Cleveland Clinic Abu Dhabi, in partnership with NYU Abu Dhabi, utilized advanced three-dimensional (3D) printing technology to create a 3D model of a heart and devise a complex surgical plan for a 41-year-old patient with a rare cardiovascular condition. The technology, developed by NYU Abu Dhabi's Core Technology Platform, is applicable across various medical fields including cardiovascular and neurological cases.

When Mian Mohamed Shabbie arrived at Cleveland Clinic Abu Dhabi in a critical state, he was diagnosed with complications arising from a congenital defect in his aorta, the primary blood vessel that transports blood from the heart. In Shabbie's situation, his aorta, which typically arches to the left after leaving the heart, instead had a right-sided arch accompanied by a giant aneurysm. This aneurysm was a rare type known as Kommerell's diverticulum, characterized by a bulge at the origin of one of the aorta's main branches.

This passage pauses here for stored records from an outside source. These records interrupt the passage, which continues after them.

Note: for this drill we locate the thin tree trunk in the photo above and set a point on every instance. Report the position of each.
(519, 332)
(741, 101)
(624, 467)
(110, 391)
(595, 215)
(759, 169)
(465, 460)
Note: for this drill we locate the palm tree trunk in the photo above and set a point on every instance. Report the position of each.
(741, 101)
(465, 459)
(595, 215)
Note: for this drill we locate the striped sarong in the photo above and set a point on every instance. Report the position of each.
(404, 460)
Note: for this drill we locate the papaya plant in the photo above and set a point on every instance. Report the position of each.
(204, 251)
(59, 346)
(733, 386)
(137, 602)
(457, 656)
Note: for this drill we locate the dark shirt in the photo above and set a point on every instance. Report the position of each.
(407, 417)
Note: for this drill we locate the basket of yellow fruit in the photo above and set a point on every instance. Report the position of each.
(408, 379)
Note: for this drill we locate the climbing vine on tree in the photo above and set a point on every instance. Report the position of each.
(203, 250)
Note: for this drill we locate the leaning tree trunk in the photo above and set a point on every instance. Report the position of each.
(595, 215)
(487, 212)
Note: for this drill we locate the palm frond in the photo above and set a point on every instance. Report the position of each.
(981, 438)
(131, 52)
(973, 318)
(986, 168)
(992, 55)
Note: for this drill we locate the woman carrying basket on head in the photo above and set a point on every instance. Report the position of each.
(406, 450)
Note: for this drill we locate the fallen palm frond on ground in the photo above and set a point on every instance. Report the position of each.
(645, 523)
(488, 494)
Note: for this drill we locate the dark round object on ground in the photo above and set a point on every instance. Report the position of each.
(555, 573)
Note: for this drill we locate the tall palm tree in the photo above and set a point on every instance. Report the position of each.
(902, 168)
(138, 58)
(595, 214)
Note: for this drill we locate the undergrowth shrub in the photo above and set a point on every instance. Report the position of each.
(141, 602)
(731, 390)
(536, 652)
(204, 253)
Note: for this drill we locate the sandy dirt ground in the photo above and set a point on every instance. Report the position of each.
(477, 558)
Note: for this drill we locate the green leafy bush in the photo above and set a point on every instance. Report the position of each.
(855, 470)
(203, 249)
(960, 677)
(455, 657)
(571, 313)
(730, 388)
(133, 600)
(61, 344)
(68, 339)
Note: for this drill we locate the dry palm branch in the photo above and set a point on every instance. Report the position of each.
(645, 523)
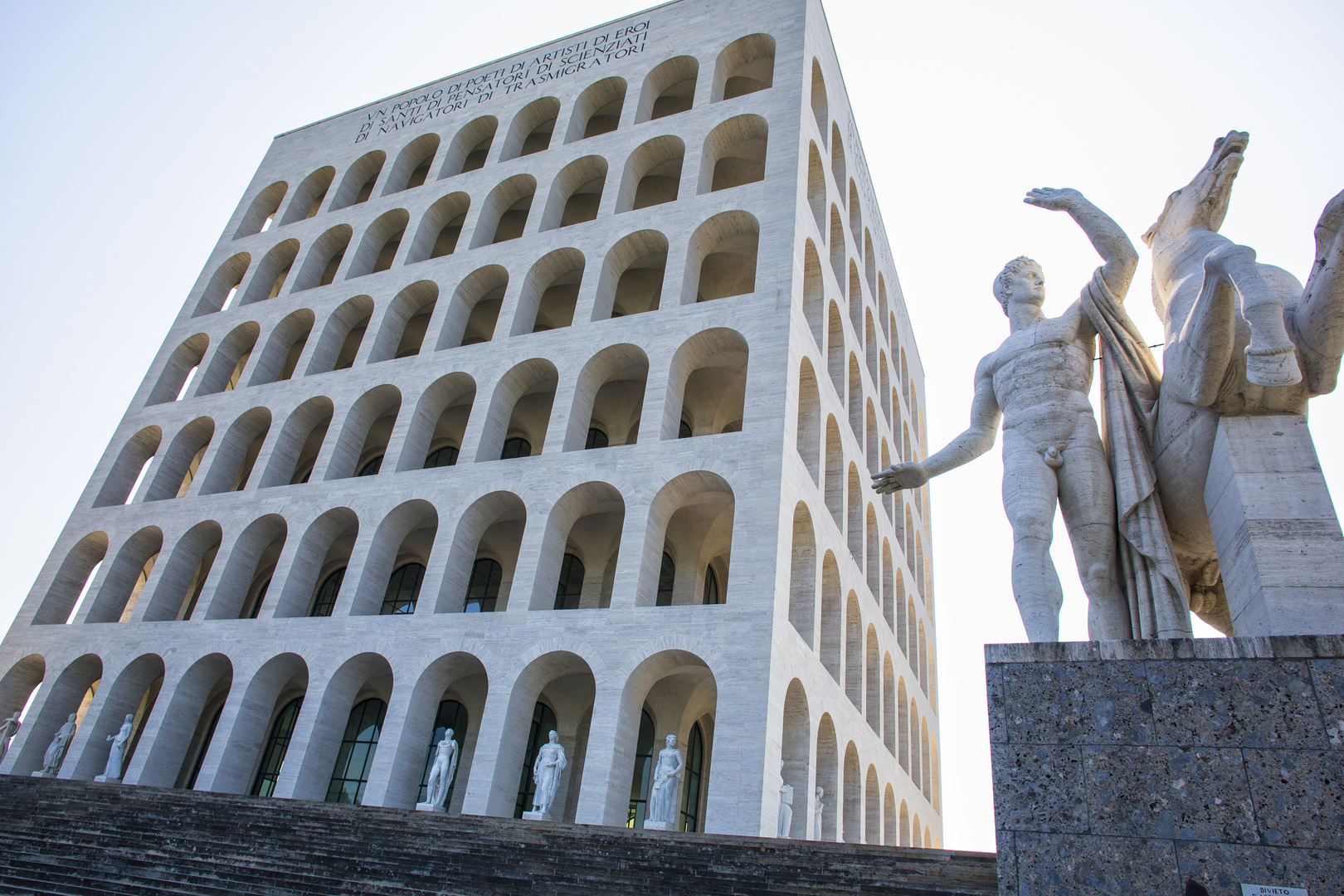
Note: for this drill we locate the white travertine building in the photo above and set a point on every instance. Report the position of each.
(539, 397)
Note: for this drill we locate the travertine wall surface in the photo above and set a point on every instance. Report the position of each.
(247, 461)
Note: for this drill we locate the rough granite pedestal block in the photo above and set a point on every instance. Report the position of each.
(1133, 767)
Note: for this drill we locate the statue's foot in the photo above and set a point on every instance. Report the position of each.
(1272, 367)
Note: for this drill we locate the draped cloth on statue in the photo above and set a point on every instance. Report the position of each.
(1129, 382)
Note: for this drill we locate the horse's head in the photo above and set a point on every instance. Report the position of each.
(1203, 202)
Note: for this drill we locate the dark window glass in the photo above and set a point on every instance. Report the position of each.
(261, 596)
(711, 586)
(693, 777)
(485, 586)
(643, 768)
(205, 747)
(570, 586)
(543, 723)
(450, 715)
(446, 455)
(325, 598)
(516, 448)
(357, 752)
(665, 578)
(402, 590)
(273, 757)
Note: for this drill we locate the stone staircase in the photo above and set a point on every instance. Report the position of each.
(75, 837)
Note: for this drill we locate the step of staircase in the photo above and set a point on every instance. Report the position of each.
(73, 837)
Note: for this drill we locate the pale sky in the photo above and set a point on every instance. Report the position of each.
(134, 128)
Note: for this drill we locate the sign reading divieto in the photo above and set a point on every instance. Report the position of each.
(507, 78)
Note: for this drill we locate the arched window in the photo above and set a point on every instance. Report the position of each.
(450, 715)
(485, 586)
(643, 768)
(693, 777)
(402, 590)
(357, 752)
(325, 598)
(570, 586)
(273, 757)
(446, 455)
(543, 723)
(711, 586)
(516, 446)
(667, 577)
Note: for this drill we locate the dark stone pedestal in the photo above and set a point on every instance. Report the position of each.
(1132, 767)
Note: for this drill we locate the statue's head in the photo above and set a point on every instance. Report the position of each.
(1020, 280)
(1202, 203)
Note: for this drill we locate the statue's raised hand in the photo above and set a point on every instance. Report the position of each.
(1051, 197)
(899, 477)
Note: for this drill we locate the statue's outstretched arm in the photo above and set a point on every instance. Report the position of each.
(977, 440)
(1105, 234)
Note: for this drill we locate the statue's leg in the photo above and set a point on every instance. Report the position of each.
(1270, 358)
(1088, 503)
(1030, 499)
(1319, 319)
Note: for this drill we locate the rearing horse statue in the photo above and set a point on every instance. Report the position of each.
(1242, 338)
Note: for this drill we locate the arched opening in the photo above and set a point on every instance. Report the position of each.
(413, 164)
(364, 434)
(691, 522)
(668, 89)
(632, 275)
(475, 309)
(734, 153)
(236, 453)
(438, 423)
(398, 555)
(223, 285)
(262, 210)
(358, 183)
(324, 258)
(652, 173)
(531, 129)
(180, 461)
(722, 258)
(597, 110)
(707, 384)
(795, 758)
(802, 575)
(179, 370)
(481, 562)
(550, 293)
(379, 245)
(405, 323)
(71, 579)
(576, 193)
(580, 547)
(609, 398)
(470, 148)
(440, 229)
(284, 347)
(520, 410)
(308, 197)
(504, 212)
(745, 66)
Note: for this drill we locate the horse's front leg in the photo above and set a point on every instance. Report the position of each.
(1270, 358)
(1319, 319)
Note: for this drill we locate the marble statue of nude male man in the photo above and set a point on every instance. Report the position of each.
(1038, 382)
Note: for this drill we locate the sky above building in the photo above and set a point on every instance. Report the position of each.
(134, 128)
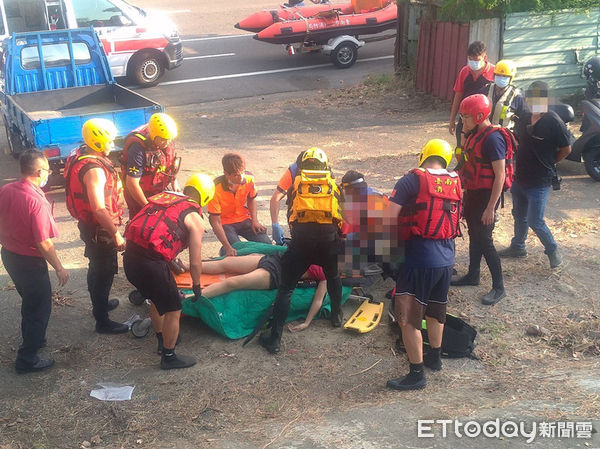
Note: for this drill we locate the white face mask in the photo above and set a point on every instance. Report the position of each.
(44, 180)
(502, 81)
(475, 65)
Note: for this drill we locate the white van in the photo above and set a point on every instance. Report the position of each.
(139, 44)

Dr. Houssam Younes, Department Chair for Vascular Surgery at the Heart, Vascular & Thoracic Institute at Cleveland Clinic Abu Dhabi, described the case: "Kommerell's diverticulum is an uncommon cardiovascular anomaly, particularly when paired with a right-sided aortic arch, a condition found in only 0.03% of the global population. These congenital deformities often go undetected due to their asymptomatic nature or because their symptoms resemble those of other conditions, necessitating high levels of medical and technological expertise during surgery."

Dr. Yazan Aljabery, a Cardiac Surgeon at the Heart, Vascular & Thoracic Institute at Cleveland Clinic Abu Dhabi, further explained: "Correcting Kommerell's diverticulum when the aorta arches left is relatively simple because the deformity is directly accessible and visible. However, when the aorta arches right, as in this instance, the defect is hidden behind other major vessels, making surgery significantly more difficult. Utilizing a 3D-printed model in these cases improves the safety of the procedure and enables more accurate and personalized surgery."

The process consists of three stages: 3D image reconstruction, which involves generating a three-dimensional model from raw diagnostic imaging data to establish a digital framework of the patient's anatomy; 3D slicing, allowing for a detailed examination of individual structures and organs; and 3D printing, which creates a physical replica of the patient's anatomy for pre-surgical planning and simulation. This 3D printing technology is crucial for understanding the specific challenges of each case, enabling a more precise and tailored surgical approach with the utmost accuracy and minimal risks.